Mi allontanò con delicatezza, quasi avesse paura di rovinare il momento. Si mise in piedi, mi sollevò da terra e mi baciò per la prima volta. Fu un bacio lungo, affamato, con la lingua infilata fino in fondo, di qualcuno che si era trattenuto troppo a lungo. Mi sfilò la camicetta con dita impazienti e mi strappò il reggiseno con un colpo secco. Si chinò e mi succhiò le tette una per volta, mordendomi i capezzoli fino a farmi gemere, mentre io gli allentavo la cravatta e gli sbottonavo la camicia senza smettere di guardarlo.

***

Mi sedette sul bordo del tavolo riunioni, quello stesso dove ogni mattina firmavamo moduli come se niente fosse. Mi abbassò i pantaloni e le mutandine con un solo strappo, mi divaricò le gambe e si inginocchiò lui questa volta, con una dedizione che nessuno dei ragazzi impacciati della mia età aveva mai avuto. Mi guardò la figa prima, fradicia e aperta per lui, e respirò a fondo prima di affondarci il viso.

Mi leccò tutta, dal basso verso l’alto, con la lingua larga e lenta, e poi si concentrò sul clitoride, succhiandomelo come se fosse una caramella, mordicchiandolo appena. Mi infilò due dita grosse nello stesso momento e le piegò dentro, cercando quel punto che nemmeno io sapevo trovare. Sapeva esattamente dove e come, e io dovetti mordermi la mano per non gridare in un ufficio vuoto.

—Non smettere —gli chiesi in un sussurro—. Per favore, non smettere. Continua a succhiarmi lì, non smettere.

Non smise. Mi teneva i fianchi con quelle mani grandi che tanto mi avevano distratta, con la lingua che mi lavorava senza tregua e le dita che entravano e uscivano, leggendo ogni mia reazione. Sentii che perdevo il controllo, che tutto il corpo mi si tendeva, che le gambe si chiudevano da sole sulla sua testa, finché non ressi più e venni nella sua bocca con un tremito lungo, bagnandogli tutta la barba, con una mano impigliata nei suoi capelli spruzzati di grigio e l’altra a stringermi una tetta.

—Questo volevo —disse lui, rialzandosi, con la voce roca e le labbra lucide di me—. Sono settimane che voglio vederti così.

***

Mi girò sul tavolo con una fermezza che sul lavoro non gli conoscevo. Lì, dove l’uomo era tutto modi e parole misurate, adesso c’era qualcos’altro, qualcosa di silenzioso e deciso. Mi spinse le tette contro il legno freddo, mi aprì le gambe con un calcio leggero e mi afferrò per la vita. Sentii la punta del cazzo appoggiarsi all’ingresso della figa e trattenni il fiato.

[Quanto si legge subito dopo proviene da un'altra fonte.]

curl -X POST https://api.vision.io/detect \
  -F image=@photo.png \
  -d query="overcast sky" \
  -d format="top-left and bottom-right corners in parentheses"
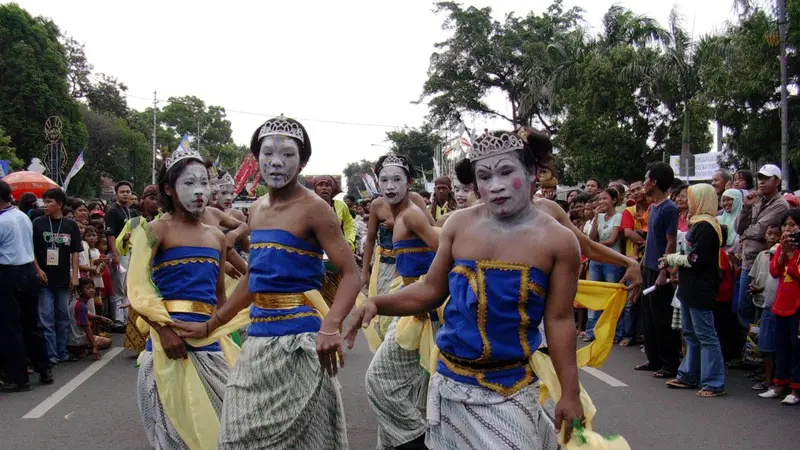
top-left (17, 0), bottom-right (734, 174)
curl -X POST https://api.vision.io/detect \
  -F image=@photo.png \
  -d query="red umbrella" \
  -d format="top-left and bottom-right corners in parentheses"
top-left (3, 170), bottom-right (59, 199)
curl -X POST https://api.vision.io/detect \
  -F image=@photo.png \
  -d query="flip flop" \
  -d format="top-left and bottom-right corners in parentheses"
top-left (653, 369), bottom-right (675, 379)
top-left (696, 389), bottom-right (728, 398)
top-left (666, 378), bottom-right (697, 389)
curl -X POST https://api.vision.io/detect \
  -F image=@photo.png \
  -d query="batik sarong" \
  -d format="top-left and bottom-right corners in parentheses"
top-left (219, 333), bottom-right (348, 450)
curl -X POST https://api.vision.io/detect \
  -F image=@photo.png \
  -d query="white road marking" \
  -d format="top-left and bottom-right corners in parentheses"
top-left (581, 367), bottom-right (628, 387)
top-left (22, 347), bottom-right (124, 419)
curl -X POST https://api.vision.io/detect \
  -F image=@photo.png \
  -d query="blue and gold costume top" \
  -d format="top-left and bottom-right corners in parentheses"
top-left (145, 247), bottom-right (220, 351)
top-left (393, 239), bottom-right (436, 284)
top-left (378, 223), bottom-right (395, 264)
top-left (247, 230), bottom-right (324, 337)
top-left (436, 260), bottom-right (549, 396)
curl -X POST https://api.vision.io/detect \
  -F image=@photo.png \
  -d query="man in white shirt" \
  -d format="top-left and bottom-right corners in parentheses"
top-left (0, 180), bottom-right (53, 392)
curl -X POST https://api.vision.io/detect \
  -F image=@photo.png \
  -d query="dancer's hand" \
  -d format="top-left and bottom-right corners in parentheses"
top-left (344, 299), bottom-right (378, 348)
top-left (317, 327), bottom-right (344, 377)
top-left (169, 322), bottom-right (208, 339)
top-left (555, 396), bottom-right (584, 442)
top-left (158, 326), bottom-right (189, 359)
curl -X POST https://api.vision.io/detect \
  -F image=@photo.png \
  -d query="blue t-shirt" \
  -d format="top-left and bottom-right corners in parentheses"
top-left (643, 200), bottom-right (678, 270)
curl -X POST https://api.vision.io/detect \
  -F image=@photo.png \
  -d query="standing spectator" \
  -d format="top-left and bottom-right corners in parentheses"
top-left (33, 188), bottom-right (83, 364)
top-left (586, 178), bottom-right (600, 197)
top-left (736, 164), bottom-right (789, 330)
top-left (619, 180), bottom-right (650, 347)
top-left (659, 184), bottom-right (725, 398)
top-left (104, 181), bottom-right (139, 327)
top-left (635, 162), bottom-right (681, 378)
top-left (759, 210), bottom-right (800, 405)
top-left (583, 187), bottom-right (630, 342)
top-left (0, 180), bottom-right (53, 392)
top-left (733, 169), bottom-right (755, 193)
top-left (717, 188), bottom-right (743, 248)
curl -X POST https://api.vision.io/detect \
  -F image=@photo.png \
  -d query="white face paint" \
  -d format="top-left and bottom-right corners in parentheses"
top-left (475, 153), bottom-right (531, 217)
top-left (453, 178), bottom-right (473, 209)
top-left (378, 166), bottom-right (408, 205)
top-left (219, 184), bottom-right (236, 209)
top-left (258, 136), bottom-right (300, 189)
top-left (173, 162), bottom-right (211, 217)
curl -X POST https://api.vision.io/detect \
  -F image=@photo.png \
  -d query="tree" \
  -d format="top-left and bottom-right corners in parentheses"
top-left (86, 73), bottom-right (130, 118)
top-left (343, 159), bottom-right (375, 198)
top-left (0, 3), bottom-right (87, 166)
top-left (422, 0), bottom-right (583, 131)
top-left (386, 126), bottom-right (444, 179)
top-left (0, 128), bottom-right (24, 170)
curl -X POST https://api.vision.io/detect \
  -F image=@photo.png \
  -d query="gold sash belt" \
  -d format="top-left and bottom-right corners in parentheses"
top-left (253, 293), bottom-right (308, 309)
top-left (164, 300), bottom-right (214, 317)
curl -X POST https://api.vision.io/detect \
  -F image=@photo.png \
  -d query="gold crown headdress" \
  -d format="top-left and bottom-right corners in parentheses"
top-left (469, 133), bottom-right (525, 161)
top-left (258, 114), bottom-right (306, 145)
top-left (164, 136), bottom-right (203, 170)
top-left (382, 152), bottom-right (409, 172)
top-left (219, 173), bottom-right (236, 186)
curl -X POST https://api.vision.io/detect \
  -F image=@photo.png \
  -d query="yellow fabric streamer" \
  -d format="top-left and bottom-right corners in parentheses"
top-left (530, 280), bottom-right (630, 450)
top-left (127, 225), bottom-right (250, 450)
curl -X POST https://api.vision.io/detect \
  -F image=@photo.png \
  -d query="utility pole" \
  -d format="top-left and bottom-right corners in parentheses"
top-left (151, 91), bottom-right (158, 184)
top-left (777, 0), bottom-right (789, 190)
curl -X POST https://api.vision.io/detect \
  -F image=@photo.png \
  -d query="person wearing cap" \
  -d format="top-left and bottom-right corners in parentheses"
top-left (736, 164), bottom-right (789, 327)
top-left (431, 177), bottom-right (458, 221)
top-left (314, 175), bottom-right (356, 253)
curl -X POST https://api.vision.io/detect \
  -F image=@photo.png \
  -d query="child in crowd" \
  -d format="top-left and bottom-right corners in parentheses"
top-left (758, 208), bottom-right (800, 405)
top-left (749, 225), bottom-right (781, 391)
top-left (67, 278), bottom-right (111, 361)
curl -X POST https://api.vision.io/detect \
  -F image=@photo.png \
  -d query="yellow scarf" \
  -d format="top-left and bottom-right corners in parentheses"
top-left (688, 183), bottom-right (720, 245)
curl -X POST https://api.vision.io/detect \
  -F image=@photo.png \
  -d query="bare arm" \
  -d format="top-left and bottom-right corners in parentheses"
top-left (213, 228), bottom-right (228, 308)
top-left (408, 192), bottom-right (436, 225)
top-left (600, 227), bottom-right (619, 247)
top-left (410, 209), bottom-right (439, 252)
top-left (311, 204), bottom-right (361, 332)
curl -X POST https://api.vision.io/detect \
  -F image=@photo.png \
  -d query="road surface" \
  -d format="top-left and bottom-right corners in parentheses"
top-left (0, 336), bottom-right (800, 450)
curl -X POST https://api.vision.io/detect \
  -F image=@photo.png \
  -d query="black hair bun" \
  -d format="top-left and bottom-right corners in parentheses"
top-left (456, 158), bottom-right (475, 184)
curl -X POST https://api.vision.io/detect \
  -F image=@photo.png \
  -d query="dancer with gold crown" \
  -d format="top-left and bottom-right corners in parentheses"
top-left (366, 153), bottom-right (439, 449)
top-left (179, 116), bottom-right (359, 449)
top-left (128, 142), bottom-right (247, 449)
top-left (345, 128), bottom-right (616, 449)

Entrò piano, spingendo poco alla volta, aprendomi centimetro dopo centimetro, dandomi tempo, attento al mio respiro prima di muoversi davvero. Era grosso, lo sentii riempirmi tutta, e quando lo ebbe dentro fino in fondo rimase fermo per un secondo, respirando contro la mia nuca.

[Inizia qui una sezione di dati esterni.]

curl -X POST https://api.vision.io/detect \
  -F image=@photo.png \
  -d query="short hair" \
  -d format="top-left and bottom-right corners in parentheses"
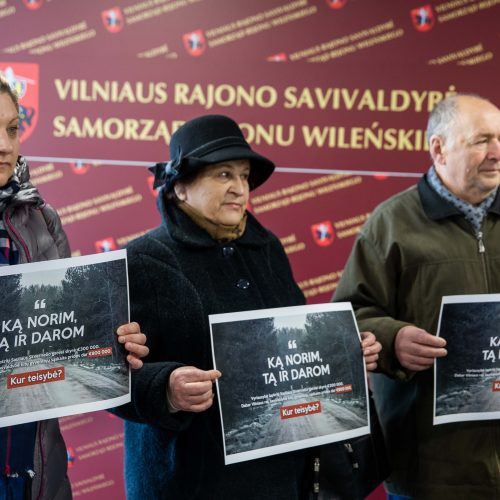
top-left (427, 93), bottom-right (490, 145)
top-left (0, 75), bottom-right (19, 113)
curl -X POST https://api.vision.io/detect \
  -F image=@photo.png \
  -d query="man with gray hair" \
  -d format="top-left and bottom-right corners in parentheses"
top-left (334, 94), bottom-right (500, 500)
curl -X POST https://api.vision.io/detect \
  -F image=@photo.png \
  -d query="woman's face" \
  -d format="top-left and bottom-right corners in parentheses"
top-left (174, 160), bottom-right (250, 226)
top-left (0, 93), bottom-right (19, 187)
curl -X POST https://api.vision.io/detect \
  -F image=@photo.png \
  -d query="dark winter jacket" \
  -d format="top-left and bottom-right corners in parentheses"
top-left (334, 176), bottom-right (500, 500)
top-left (3, 174), bottom-right (71, 500)
top-left (119, 199), bottom-right (305, 500)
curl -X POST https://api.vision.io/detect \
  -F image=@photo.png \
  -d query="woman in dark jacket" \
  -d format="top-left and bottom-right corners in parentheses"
top-left (0, 78), bottom-right (148, 500)
top-left (119, 115), bottom-right (378, 500)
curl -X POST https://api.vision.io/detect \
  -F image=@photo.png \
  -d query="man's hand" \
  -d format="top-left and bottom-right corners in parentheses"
top-left (360, 332), bottom-right (382, 371)
top-left (116, 321), bottom-right (149, 369)
top-left (167, 366), bottom-right (222, 412)
top-left (394, 326), bottom-right (447, 372)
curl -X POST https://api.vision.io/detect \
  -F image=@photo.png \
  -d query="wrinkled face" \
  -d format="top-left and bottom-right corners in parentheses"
top-left (430, 96), bottom-right (500, 205)
top-left (0, 93), bottom-right (19, 187)
top-left (174, 160), bottom-right (250, 226)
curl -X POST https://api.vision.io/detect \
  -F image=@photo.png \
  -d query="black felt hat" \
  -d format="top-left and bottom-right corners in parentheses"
top-left (151, 115), bottom-right (274, 191)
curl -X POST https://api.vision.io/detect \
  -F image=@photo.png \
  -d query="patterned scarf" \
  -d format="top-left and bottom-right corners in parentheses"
top-left (0, 156), bottom-right (40, 500)
top-left (0, 156), bottom-right (44, 213)
top-left (427, 166), bottom-right (497, 236)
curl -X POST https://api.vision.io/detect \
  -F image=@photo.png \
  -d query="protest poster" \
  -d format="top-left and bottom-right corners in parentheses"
top-left (0, 250), bottom-right (130, 427)
top-left (209, 303), bottom-right (370, 464)
top-left (434, 294), bottom-right (500, 425)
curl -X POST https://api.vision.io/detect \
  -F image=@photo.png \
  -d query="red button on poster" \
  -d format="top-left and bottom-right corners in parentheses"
top-left (280, 401), bottom-right (321, 420)
top-left (7, 366), bottom-right (64, 389)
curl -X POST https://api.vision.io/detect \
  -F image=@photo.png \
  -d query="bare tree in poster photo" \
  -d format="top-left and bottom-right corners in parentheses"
top-left (0, 260), bottom-right (128, 417)
top-left (436, 302), bottom-right (500, 416)
top-left (212, 311), bottom-right (367, 455)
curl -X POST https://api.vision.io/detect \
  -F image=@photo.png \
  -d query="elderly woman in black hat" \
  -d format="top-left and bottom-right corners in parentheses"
top-left (121, 115), bottom-right (377, 500)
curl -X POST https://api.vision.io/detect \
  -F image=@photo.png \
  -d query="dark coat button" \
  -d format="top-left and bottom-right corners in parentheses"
top-left (222, 247), bottom-right (234, 258)
top-left (236, 278), bottom-right (250, 290)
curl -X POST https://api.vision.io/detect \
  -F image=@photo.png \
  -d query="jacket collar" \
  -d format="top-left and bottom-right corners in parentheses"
top-left (417, 170), bottom-right (500, 220)
top-left (157, 191), bottom-right (271, 248)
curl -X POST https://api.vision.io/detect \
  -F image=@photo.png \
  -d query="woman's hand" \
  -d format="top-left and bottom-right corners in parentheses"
top-left (167, 366), bottom-right (222, 412)
top-left (360, 332), bottom-right (382, 372)
top-left (116, 321), bottom-right (149, 369)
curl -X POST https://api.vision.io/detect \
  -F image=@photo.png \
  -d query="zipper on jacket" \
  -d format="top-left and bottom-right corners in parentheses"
top-left (476, 231), bottom-right (490, 292)
top-left (4, 210), bottom-right (31, 262)
top-left (3, 426), bottom-right (12, 476)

—Stai bene? —mi chiese all’orecchio.

—Sì —risposi—. Fottimi. Non fermarti adesso.

Non lo fece. Cominciò a muoversi, tirandolo fuori quasi del tutto e affondandolo di nuovo fino alle palle, con una pazienza che mi faceva impazzire, senza fretta, come qualcuno che sa di avere tutta la notte e che non ha bisogno di dimostrare niente. L’ufficio era in silenzio, a parte i nostri respiri, il rumore umido del cazzo che entrava e usciva dalla figa fradicia e il colpo sordo dei suoi fianchi contro il mio culo. Io mi aggrappavo al bordo del tavolo e buttavo indietro la testa, sentendolo in ogni terminazione nervosa.

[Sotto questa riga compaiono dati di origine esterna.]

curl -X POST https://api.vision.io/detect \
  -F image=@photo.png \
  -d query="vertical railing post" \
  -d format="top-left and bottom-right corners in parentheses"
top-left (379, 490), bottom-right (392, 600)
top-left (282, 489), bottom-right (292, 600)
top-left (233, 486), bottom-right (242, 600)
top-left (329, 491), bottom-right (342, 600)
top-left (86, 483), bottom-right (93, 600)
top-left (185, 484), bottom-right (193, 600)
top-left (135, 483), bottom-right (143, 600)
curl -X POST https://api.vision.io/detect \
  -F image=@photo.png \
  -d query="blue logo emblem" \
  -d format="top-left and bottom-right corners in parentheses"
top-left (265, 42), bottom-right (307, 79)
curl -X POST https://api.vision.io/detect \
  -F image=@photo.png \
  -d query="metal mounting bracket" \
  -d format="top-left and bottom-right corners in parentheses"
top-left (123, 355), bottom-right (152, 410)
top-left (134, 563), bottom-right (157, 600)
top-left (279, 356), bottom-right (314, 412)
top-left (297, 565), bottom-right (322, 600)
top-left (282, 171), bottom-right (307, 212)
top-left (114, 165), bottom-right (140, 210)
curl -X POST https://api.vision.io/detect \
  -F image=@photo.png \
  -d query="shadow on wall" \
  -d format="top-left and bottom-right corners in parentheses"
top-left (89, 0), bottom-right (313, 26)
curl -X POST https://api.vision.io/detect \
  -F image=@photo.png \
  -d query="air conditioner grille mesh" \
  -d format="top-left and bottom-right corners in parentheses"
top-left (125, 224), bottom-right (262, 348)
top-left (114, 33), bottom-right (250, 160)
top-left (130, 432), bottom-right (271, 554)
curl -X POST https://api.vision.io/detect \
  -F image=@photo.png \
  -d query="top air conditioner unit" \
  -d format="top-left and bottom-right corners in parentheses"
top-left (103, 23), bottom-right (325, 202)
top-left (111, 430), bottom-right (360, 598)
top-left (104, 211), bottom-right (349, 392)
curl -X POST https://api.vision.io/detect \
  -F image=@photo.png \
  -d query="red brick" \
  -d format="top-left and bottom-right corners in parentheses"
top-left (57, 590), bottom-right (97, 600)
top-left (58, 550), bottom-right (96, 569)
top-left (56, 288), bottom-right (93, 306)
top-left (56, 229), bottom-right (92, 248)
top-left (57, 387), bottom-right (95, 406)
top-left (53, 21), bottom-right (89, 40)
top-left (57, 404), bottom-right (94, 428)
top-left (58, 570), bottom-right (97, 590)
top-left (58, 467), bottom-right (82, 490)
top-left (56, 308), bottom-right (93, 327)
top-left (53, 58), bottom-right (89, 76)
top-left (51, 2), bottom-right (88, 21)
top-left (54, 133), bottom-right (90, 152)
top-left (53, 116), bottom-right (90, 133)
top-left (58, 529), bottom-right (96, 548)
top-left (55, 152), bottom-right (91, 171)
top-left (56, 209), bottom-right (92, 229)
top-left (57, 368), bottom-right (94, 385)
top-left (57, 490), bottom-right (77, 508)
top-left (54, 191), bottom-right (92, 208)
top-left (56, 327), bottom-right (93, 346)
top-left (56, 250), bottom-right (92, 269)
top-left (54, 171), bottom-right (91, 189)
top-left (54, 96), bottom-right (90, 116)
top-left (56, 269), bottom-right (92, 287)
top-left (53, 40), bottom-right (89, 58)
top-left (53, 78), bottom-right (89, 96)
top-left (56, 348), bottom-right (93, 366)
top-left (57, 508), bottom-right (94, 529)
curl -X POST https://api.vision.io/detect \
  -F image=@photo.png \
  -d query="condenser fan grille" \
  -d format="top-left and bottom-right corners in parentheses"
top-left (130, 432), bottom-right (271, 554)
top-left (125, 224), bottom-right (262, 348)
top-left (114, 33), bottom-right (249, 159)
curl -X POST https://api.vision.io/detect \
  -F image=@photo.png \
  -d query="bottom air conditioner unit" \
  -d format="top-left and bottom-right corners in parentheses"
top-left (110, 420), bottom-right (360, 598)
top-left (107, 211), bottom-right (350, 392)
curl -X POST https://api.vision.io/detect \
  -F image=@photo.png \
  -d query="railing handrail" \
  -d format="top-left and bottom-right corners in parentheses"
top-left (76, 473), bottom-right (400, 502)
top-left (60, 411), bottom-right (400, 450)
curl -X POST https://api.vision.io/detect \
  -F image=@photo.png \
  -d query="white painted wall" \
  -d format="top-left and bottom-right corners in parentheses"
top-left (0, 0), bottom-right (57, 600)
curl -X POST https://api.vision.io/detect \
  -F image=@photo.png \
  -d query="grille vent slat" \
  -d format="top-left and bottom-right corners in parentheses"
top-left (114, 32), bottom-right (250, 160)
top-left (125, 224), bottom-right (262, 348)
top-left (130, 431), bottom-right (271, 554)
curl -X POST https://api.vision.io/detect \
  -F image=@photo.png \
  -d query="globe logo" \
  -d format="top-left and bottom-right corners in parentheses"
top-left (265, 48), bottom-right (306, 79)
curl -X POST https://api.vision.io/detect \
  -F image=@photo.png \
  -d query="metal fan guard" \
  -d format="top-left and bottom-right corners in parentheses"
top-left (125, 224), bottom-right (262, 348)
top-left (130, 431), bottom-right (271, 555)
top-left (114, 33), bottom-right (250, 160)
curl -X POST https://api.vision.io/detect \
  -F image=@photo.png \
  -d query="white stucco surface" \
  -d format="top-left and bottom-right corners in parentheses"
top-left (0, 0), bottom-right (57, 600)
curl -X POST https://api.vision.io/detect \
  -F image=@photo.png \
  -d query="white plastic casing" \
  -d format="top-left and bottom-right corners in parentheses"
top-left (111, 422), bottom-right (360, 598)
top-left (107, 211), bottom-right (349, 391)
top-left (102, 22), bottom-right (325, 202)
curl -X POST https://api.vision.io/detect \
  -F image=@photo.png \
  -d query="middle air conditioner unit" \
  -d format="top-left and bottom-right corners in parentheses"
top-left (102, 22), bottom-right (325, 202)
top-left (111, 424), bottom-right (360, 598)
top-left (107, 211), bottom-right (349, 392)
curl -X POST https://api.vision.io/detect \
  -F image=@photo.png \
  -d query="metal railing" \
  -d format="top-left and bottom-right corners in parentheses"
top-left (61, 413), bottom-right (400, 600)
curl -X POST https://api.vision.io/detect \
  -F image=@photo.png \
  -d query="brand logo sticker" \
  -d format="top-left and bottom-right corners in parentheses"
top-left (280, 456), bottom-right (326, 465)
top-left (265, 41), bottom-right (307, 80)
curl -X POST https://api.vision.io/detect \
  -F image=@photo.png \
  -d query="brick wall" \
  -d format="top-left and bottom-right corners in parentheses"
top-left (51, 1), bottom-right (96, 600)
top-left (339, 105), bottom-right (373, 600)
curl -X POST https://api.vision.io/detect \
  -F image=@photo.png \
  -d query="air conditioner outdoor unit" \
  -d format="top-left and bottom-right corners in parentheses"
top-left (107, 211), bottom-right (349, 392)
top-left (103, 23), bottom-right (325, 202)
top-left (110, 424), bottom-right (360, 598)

—Non sai quello che mi fai —mormorò contro la mia nuca, mentre mi stringeva una tetta con una mano e mi infilava le dita dell’altra nel fianco—. Tutto il giorno a pensare di fotterti così.

—Anch’io —confessai—. Tutta la settimana a pensare al tuo cazzo.

Accelerò un po’, e io cominciai a gemere senza riuscire a stare zitta. Mi tirava i capelli con delicatezza, mi obbligava ad arcuare la schiena, mi dava uno schiaffo sul culo che mi lasciò il segno della mano e mi fece stringerlo tutto dentro. Me lo sfilò di colpo, mi girò di nuovo, mi sollevò in braccio e mi portò fino alla vetrata da cui si vedevano le luci della città. Mi appoggiò contro il vetro freddo, mi aprì le gambe intorno alla vita e me lo infilò di nuovo in una sola spinta, lì, appesa a lui.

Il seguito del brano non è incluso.